Kantor penasihat Gedung Putih telah mempekerjakan 26 pengacara, menurut memo staf yang ditinjau oleh The Associated Press. Tim tersebut terdiri dari empat pengacara yang bekerja di mega-firma Jones Day di Washington, almamater penasihat Gedung Putih Don McGahn.
McGahn terus bekerja sama dengan Trump sejak awal kampanye kepresidenannya pada tahun 2015 dan memimpin proses pemilihan Hakim Neil Gorsuch, yang dipilih Trump untuk menjadi hakim Mahkamah Agung berikutnya. Kantor advokat antara lain mengawasi penunjukan lembaga yudisial dan eksekutif serta memberikan nasihat kepada presiden mengenai aspek hukum pembuatan kebijakan, termasuk perintah eksekutif.
Kantor penasihat ini juga mencakup penasihat etika khusus, Stefan Passantino, dan tiga pengacara senior lainnya yang berdedikasi pada subjek tersebut. Trump, seorang miliarder yang terus memperoleh keuntungan dari kerajaan bisnis globalnya, dan kabinetnya, yang mencakup pemimpin bisnis kaya dalam jumlah yang belum pernah terjadi sebelumnya, menimbulkan banyak pertanyaan etis bagi tim McGahn.
McGahn mengatur kantor di antara empat wakil pengacara: Passantino, yang mengetuai tim hukum politik Dentons; Greg Katsas, partner di Jones Day; Makan Delrahim, partner di Brownstein Hyatt Farber Schreck; dan John Eisenberg, partner di Kirkland & Ellis.

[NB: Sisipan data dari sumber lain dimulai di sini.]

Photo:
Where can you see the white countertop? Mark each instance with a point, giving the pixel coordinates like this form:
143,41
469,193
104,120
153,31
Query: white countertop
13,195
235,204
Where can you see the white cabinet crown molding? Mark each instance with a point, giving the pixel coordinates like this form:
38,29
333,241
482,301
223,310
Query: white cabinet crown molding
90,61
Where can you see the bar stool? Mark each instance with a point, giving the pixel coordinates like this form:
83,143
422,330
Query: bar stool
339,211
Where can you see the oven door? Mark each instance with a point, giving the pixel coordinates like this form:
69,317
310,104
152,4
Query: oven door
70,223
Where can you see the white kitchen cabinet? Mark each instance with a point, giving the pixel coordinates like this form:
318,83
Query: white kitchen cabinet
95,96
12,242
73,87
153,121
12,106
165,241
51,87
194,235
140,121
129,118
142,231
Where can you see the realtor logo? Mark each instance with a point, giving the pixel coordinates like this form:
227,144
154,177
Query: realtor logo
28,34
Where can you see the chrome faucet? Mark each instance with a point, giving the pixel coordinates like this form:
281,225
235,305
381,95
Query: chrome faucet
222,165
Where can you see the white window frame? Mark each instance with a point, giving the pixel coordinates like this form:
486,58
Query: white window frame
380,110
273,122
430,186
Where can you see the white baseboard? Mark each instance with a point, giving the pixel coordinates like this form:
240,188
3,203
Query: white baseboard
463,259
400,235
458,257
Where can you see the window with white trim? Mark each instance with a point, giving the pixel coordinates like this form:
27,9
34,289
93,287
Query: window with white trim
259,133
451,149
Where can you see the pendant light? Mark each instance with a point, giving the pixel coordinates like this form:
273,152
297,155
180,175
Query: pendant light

Sebanyak tujuh pengacara adalah mitra di firma hukum mereka. Katsas menulis laporan singkat dan mengemukakan salah satu tantangan konstitusional terpenting terhadap Undang-Undang Perawatan Terjangkau. Katsas, Delrahim dan Eisenberg sebelumnya memegang posisi senior di Departemen Kehakiman.
Eisenberg, yang merupakan pejabat senior keamanan nasional di Kehakiman, menjabat sebagai penasihat hukum Dewan Keamanan Nasional.
Yang melengkapi tim keamanan nasional di kantor penasihat adalah Michael Ellis, penasihat umum Komite Tetap Intelijen Dewan Perwakilan Rakyat AS, John Walk, mantan penasihat umum di Departemen Keamanan Dalam Negeri, dan Schuyler Schouten, rekanan di Davis Polk & Wardwell. Schouten menjabat sebagai asisten kebijakan mantan Menteri Luar Negeri Henry Kissinger – yang menulis surat rekomendasi.
Annie Donaldson, salah satu rekan McGahn di Jones Day, adalah kepala staf kantor penasihat hukum.
Kantor penasihat Trump terlihat sedikit lebih besar dibandingkan kantor Presiden Barack Obama pada awal pemerintahannya pada tahun 2009, ketika ia mengumumkan 22 pengacara. Pada bulan Juli, Obama telah menambah penasihat hukumnya menjadi 41 pengacara.
Bush mempekerjakan 26 pengacara Gedung Putih pada akhir masa pemerintahannya, meningkat dari belasan pengacara pada tahun-tahun sebelumnya.